And they're also abolishing the Youth Provision " beforehand if you became disabled, or were born with a disability, you got DSA because it was said: there's no chance for you to pay into the system, it's only fair. Now you get that for one year after you've turned eighteen, or you've left full time education, and that stops.
There's big changes to housing benefit, they're capping the amount that goes in and they're taxing any extra bedrooms. Disabled people's houses tend to cost more. We need them in specific locations, so they're close to doctor's and services. We need them to be adapted for our needs. We tend to need a second bedroom, because that's where our dialysis equipment goes, or that's where our carers sleep. But it doesn't matter, it's still going to be taken out of us. They're also scrapping the social fund, they're scrapping the independent living fund. All these things are used by disabled people to try and live an independent life.
And then there are other issues, that affect everybody, especially every woman. Like changes to the child support agency, where now, if your partner leaves you, you're going to have to pay to have them chased up; a certain proportion of your income is going to be taken out of that. And then there's the removing of child benefit from some of the very poorest families, by bringing in the twenty six thousand pounds a year benefit cap.
Now we've been working really, really hard to challenge all of this, so there's groups like the Black Triangle Campaign challenging scapegoating, Disabled People Against Cuts, or DPAC, have come together to try and oppose all these austerity measures. I mean, this January I was down in Oxford Circus with a lot of them. I chained my wheelchair across the road to stop traffic and try and get some awareness raised about these issues of which there seems to have been a media blackout. Then there was the Responsible Reform Report or Spartacus Report, which was set up by a group of grassroots disability rights activists to raise awareness and to ac as a critique for the Disability Living Allowance reform.

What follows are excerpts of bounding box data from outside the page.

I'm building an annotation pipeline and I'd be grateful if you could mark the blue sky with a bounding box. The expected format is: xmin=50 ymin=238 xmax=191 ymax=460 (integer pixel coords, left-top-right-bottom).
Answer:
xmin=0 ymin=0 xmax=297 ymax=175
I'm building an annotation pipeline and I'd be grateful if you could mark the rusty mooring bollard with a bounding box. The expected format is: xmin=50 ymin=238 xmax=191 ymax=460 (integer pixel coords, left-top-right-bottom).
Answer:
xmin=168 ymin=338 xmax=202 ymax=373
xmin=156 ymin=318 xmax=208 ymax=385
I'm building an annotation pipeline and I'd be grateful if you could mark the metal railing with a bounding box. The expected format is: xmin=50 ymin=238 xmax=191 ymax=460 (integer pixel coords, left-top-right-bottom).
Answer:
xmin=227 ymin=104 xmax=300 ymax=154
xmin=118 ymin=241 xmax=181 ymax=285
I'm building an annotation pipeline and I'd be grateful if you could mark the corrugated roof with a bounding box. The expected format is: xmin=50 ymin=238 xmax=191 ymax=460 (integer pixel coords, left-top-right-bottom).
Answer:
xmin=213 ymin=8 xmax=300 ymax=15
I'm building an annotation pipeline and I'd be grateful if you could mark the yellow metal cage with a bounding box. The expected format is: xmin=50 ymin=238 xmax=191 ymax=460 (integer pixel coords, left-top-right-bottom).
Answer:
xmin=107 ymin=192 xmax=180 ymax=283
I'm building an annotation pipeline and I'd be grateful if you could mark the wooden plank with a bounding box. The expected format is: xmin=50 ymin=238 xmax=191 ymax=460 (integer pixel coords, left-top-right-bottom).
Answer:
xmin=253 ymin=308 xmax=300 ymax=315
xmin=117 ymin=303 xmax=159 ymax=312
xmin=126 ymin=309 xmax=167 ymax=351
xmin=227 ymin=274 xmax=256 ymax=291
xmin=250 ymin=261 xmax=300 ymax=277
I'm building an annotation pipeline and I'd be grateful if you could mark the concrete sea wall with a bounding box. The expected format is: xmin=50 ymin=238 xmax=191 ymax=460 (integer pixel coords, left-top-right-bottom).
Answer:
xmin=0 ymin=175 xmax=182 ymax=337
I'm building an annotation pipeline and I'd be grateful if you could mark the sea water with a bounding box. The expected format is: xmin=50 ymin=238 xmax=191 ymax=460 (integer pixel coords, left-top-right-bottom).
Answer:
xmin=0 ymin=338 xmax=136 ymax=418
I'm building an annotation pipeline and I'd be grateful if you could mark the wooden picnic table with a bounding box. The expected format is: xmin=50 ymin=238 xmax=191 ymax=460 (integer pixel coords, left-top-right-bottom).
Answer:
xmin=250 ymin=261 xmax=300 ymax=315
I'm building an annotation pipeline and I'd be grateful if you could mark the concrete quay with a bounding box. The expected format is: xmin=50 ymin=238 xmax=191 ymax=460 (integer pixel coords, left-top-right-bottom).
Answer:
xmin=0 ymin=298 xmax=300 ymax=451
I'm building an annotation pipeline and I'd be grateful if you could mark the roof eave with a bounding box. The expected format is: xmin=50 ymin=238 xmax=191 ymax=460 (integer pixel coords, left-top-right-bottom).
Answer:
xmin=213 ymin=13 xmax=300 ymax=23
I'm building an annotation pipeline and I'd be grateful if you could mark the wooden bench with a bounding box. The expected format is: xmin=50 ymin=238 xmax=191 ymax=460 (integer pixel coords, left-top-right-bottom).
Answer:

They found out that only seven per cent of the organisations in the Disability Living Allowance reform consultations actually supported fully the change to PIP even though the government will tell you that they were overwhelming in support. They discovered that this rise in the Disability Living Allowance that people hear spoken about is actually mainly from people being diagnosed with learning disabilities and mental disabilities, not a huge rise in people with bad backs who are just trying to fiddle the system. They discovered ninety per cent of people were opposed to the assessments being brought in for PIP, that we currently undergo with Employment Support Allowance, and so on.
Now I'm sure that you can imagine getting disabled people together, to work together, to try and form a grassroots campaign is really, really difficult. We can't just go out and meet down the pub. A lot of us can't just go out of our bedrooms. So we've found the internet has been amazingly helpful when it comes to bringing people together. Facebook, Twitter and such, have given us a voice, and allowed us to work and network together in ways that we couldn't have done thirty years ago. It has also inspired a lot of disabled people on their own, like myself, to start taking a move forwards and doing something about it, so contacting our local councillors, contacting our MPs, contacting local newsrooms to try and get our stories out, and at the same time to try and get the stories of disabled people all over the country out and given air. A lot of these ideas have been really helpful incorporated into the women's rights movement, as well.
And having spoken about that, I want to just quickly finish up with talking about how we can feminists spaces, so online and offline, more accessible to people; something I'm often asked about. When it comes to offline, we need to look at the two " direct and indirect ways they can discriminate against disabled women in particular. The direct ways, so the physical access, the location, does it have ramps, is there an accessible toilet there, do you need some British Sign Language interpreter. The person might have a carer. That carer, if it's a friend or family member, which it's very likely to be, might be male " how is your group going to cope with that? Is the lighting good for people with visual impairments? Is there an awful lot of surplus background noise for people with hearing impairments? Is there somewhere for people to park? There are websites like Disabled Go, for example, where you can just type in the name of a venue and if they've been assessed, it will give you all of this information, it will give you all the answers. There are places you can go to look to find this stuff out. You don't have to have a degree in the subject.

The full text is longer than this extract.